UPDATE: THIS RESTAURANT IS NOW CLOSED.
Neighborhood: Gallery Place - Chinatown
I hadn't seen Official Friends of DCWD Dr. Habibi and Sparkle in months (maybe even a year), and so we set up a dinner date, this time at Zola.
Zola sits on the second floor of the International Spy Museum's gift shop and caddy-corner to the museum itself. The restaurant takes its decor cues from its downstairs neighbor, with themes of black, ocher red, and ecru with dark wood accents. And yet perhaps the most notable decorative trait is the spy theme with pictures and murals of silhouettes and shadowy figures.
You walk into a hallway that splits the restaurant in two; on one side is a bar and lounge that pumps house music into the whole space, and the actual dining area. Segmented into several spaces, each follows a specific formula: two-tops along the full pane windows, four-tops in the center of the room next to a giant wine centerpiece, and full booths along the insides with port hole windows. Lighting is provided by soft spot lights and whatever light floods in from the outside.

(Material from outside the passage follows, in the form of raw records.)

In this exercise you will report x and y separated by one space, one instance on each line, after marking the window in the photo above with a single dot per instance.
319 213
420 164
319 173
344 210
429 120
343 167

In a trend that seems to be happening to me more and more often, the kitchen was out of several of our first choices, including the oyster and salsify ravioli, and anything involving sunchokes (which was a letdown because just reading the word sunchokes had me absolutely craving them). Instead, we were treated to a rather pedestrian amuse bouche, tuna tartare on a slice of cucumber. Dry and uninspiring, it was definitely not the best way to start.
In lieu of the ravioli appetizer, the three of us decided to split two dishes. The first was a mushroom and goat cheese fonduta, made with morel, hedgehog and maiitake mushrooms, and goat cheese, and served with grilled ciabatta bread. Designed to be shared, the fondue was fine but only when you got a chunk of the goat cheese which added an explosion of pleasant flavor. Unfortunately, these chunks were few and far between.
The second appetizer was a roast boneless quail, which came with a date whipped cream, buttered brioche, kumquat glaze, and duck cracklings. This dish was in a word, interesting. The idea itself I've seen other places: a quail with a sweet fruit glaze. Normally, this dish then goes on to accentuate the savory flavors of the bird, but not in this case. Instead, more sweet flavors were added on top of it in the form of actual kumquats, the mild sweet of the dates, and then the brioche. It was still tasty, but it left me sort of a "how much do I like this?" frame of mind.
For entrees, after much discussion and the disappointment of no sunchokes, I ordered the linguine with scallops topped with black truffle, oyster mushrooms, and squash blossoms. To put it simply, it just lacked anything that made it exceptional and left me with questions: while the scallops were cooked beautifully, why scallops with the linguine? What do the oyster mushrooms add? Are the squash blossoms totally wasted in this dish (a fact hammered home by the wonderful goat-cheese squash blossoms I had at Oyamel two days later)? Sort of confusing.
Dr. Habibi ordered the Virginian veal loin with baby carrots and goat cheddar hush puppies in a coriander jus. This was just out and out boring. The veal might as well have been lamb, since it didn't have any difference in flavor. The goat cheddar hush puppies were throwaway, and the coriander jus was lacking any cilantro flavor whatsoever. I was considering this dish, and am glad I dodged the bullet.
Sparkle ended up getting the best entree: a lamb chop and shoulder with a lemon-thyme glaze, served with a fava bean and sheep's cheese canneloni. The lamb was cooked well and the flavor profiles were pretty classic and well matched, the savory notes of the cheese and the lamb working fairly well with one another.
A few interesting dishes unfortunately mired among otherwise nondescript ones. Which is too bad because the dining room is fairly nice.
Food Rating: ** 1/2 (out of 5)
Date Rating: 3.5 Hearts (out of 5)
Dress Code: Casual
Bar Rating: Classy Crowd to Party in the USA
Vibe: ChattyCost: $$$ (out of 5) ($50-$75 for two)
Pairing: Well, I guess it goes without saying that Zola is the Spy Museum's companion fine-dining restaurant. If I had to recommend one thing, it'd be the Spy at Night series, which offers you a drink and an interactive experience that's actually very fun.